Os alunos do câmpus de Bauru da Universidade Estadual Paulista (Unesp) continuam firmes no posicionamento contra o fim da autonomia das universidades estaduais paulistas decretado pelo governador José Serra (PSDB). O objetivo dos universitários, em greve ao lado de docentes e servidores da Unesp desde 29 de maio, agora é fazer chegar à sociedade o que está acontecendo nos câmpus de todo Estado.
O sentimento que existe entre os alunos é de que muito pouco do que realmente está acontecendo chega aos olhos e ouvidos do cidadão comum, devido à falta de conhecimento sobre o tema e também a algumas coberturas jornalísticas parciais.
Para chamar a sociedade para a causa, um ato esta semana deve ser realizado na praça Rui Barbosa. “Vamos levar a discussão para a população através de um vídeo e uma peça de teatro. A gente quer ampliar a discussão”, diz Reinaldo Turollo Junior, aluno do quarto ano de jornalismo e membro da comissão de comunicação da greve dos estudantes da Unesp.
Desde o início do movimento os estudantes têm se preocupado em manter quem não está no câmpus informado através de um site (www.grevenaoeferias. blogspot.com). Agora a comissão de comunicação criou também uma comunidade no site de relacionamentos Orkut (http://www.orkut.com/Commun ity.aspx?cmm=33529799) para informar sobre o movimento e os eventos programados.
Para o professor de jornalismo impresso da Faculdade de Arquitetura, Artes e Comunicação (FAAC), Ângelo Sottovia Aranha, a preocupação dos alunos em atingir a sociedade é um sinal do quanto a classe está consciente do que está se passando na relação entre governo e universidade pública.
Nesse aspecto, para Aranha o movimento atual é o mais importante dos últimos anos e também o mais politizado porque discute a retirada da autonomia das universidades e, com isso, o possível fim da pesquisa nas instituições estaduais paulistas, já que as verbas seriam controladas diretamente pelo governo. “Eles estão sentindo que vai acabar porque a verba para pesquisa não vai ser aprovada facilmente porque precisaria da aprovação de quatro secretarias e do governador”, diz.

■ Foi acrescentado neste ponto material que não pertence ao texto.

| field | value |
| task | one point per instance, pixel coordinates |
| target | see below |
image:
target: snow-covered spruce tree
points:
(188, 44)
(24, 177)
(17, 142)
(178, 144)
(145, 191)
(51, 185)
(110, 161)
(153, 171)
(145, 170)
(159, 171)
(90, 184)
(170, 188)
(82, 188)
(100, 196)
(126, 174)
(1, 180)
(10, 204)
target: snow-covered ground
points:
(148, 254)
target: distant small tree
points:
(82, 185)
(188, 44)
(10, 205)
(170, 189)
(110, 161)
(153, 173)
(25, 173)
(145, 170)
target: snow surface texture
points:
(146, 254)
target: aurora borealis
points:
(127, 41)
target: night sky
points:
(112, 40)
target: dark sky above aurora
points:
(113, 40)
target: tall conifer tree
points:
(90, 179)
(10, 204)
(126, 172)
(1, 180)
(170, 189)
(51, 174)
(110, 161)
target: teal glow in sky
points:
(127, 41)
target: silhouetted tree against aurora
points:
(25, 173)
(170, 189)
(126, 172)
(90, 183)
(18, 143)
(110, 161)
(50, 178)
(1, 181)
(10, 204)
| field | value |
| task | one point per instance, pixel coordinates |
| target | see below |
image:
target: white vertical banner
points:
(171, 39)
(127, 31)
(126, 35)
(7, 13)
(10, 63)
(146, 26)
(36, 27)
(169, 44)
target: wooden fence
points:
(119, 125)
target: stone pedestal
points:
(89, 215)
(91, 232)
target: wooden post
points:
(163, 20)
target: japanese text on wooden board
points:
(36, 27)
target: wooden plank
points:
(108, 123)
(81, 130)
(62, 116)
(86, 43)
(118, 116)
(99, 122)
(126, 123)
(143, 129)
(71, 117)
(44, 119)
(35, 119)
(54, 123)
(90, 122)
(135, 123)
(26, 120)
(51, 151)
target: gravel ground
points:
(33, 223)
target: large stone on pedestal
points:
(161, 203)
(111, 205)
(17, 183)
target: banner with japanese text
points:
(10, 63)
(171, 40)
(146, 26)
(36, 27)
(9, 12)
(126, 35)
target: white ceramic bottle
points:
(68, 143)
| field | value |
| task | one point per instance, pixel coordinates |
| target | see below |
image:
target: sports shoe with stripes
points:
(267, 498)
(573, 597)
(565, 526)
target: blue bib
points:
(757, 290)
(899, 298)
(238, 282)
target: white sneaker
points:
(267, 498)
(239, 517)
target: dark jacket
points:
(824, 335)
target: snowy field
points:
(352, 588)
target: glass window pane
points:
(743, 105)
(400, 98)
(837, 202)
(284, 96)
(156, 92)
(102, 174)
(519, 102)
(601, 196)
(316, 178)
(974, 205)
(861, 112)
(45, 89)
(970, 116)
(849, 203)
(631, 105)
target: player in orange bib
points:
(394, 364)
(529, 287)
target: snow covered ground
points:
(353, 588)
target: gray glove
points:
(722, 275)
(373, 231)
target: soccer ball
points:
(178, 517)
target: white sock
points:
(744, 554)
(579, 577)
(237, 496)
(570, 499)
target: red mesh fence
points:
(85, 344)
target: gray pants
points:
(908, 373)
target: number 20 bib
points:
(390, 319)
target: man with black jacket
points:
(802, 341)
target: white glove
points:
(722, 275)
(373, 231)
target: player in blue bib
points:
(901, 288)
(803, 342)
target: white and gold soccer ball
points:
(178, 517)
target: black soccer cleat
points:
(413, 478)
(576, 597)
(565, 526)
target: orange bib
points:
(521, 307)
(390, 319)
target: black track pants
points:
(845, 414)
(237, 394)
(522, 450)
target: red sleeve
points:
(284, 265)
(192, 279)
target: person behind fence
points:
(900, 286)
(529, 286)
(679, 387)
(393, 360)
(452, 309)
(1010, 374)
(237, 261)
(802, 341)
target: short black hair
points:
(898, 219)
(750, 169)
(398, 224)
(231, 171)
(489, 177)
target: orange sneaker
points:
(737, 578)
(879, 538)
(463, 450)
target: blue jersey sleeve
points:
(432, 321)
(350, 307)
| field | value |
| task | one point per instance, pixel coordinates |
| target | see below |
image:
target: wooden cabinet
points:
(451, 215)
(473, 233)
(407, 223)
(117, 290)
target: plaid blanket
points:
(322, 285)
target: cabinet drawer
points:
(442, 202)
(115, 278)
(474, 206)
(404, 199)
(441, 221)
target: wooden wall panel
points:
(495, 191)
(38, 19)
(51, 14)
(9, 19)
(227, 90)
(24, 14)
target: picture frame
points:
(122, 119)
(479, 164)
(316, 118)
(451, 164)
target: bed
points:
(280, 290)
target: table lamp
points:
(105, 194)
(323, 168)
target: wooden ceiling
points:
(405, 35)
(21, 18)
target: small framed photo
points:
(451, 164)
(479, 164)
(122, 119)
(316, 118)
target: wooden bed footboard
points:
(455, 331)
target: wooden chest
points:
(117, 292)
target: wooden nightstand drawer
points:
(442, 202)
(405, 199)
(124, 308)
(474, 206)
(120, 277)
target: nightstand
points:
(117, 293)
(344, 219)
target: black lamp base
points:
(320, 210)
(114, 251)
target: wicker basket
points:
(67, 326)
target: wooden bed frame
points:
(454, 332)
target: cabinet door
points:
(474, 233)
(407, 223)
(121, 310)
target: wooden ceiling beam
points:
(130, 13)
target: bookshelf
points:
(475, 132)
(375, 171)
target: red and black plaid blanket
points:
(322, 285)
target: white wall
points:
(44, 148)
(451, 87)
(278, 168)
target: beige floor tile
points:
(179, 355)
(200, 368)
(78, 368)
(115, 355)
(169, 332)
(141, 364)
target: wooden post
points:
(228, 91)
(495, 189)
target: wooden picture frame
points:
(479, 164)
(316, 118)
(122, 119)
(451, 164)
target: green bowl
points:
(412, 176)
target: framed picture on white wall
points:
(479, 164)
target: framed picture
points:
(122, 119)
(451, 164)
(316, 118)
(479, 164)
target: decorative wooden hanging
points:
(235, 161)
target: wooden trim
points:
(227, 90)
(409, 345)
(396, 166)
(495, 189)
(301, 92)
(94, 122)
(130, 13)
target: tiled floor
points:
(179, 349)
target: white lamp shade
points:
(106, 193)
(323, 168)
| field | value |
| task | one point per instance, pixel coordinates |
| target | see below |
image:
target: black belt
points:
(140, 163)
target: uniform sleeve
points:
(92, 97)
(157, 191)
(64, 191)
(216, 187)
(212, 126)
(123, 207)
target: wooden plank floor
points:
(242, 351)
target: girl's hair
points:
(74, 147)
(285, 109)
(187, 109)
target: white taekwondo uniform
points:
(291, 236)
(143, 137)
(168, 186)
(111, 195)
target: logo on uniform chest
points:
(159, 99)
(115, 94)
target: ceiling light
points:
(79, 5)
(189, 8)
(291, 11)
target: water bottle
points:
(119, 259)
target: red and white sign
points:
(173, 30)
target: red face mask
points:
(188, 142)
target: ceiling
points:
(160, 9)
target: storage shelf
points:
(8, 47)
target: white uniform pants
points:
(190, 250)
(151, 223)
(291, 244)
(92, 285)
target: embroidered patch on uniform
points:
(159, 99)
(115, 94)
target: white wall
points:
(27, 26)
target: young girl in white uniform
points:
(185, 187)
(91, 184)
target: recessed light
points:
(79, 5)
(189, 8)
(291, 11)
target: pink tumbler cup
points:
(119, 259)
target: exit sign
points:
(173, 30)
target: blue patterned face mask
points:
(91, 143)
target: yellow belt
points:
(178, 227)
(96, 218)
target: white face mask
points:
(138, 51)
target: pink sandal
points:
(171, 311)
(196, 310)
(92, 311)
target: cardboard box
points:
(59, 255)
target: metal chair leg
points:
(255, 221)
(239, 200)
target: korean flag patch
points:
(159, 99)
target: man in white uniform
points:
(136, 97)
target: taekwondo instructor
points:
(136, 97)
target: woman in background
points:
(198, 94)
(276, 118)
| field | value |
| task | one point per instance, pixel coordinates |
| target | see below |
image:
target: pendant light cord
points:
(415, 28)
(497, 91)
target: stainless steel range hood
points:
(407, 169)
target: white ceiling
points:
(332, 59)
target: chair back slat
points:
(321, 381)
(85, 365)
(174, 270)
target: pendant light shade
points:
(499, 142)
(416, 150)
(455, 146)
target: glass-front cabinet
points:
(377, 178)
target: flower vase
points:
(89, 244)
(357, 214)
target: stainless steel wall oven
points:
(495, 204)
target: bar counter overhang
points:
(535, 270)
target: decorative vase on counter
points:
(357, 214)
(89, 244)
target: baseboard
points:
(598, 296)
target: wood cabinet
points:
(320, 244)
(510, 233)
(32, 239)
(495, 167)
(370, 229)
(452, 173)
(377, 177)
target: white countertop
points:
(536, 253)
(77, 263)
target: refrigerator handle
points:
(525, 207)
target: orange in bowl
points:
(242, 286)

Para Aranha, os alunos sabem que o fim da pesquisa de base na universidade pública afeta diretamente a sociedade. “Não é uma luta por interesses apenas dos estudantes, a pesquisa na área de humanas, de saúde, vai diretamente a favor da comunidade, da sociedade como um todo. A sociedade vai sofrer uma mudança muito grande a partir do momento em que nós dependermos de pesquisas realizadas fora do País”, alerta o professor.
Uma assembléia unificada será realizada hoje, às 14h, reunindo alunos, professores e funcionários. As três categorias devem alinhar as pautas de reivindicações e avaliar o movimento, que continua sem data para terminar.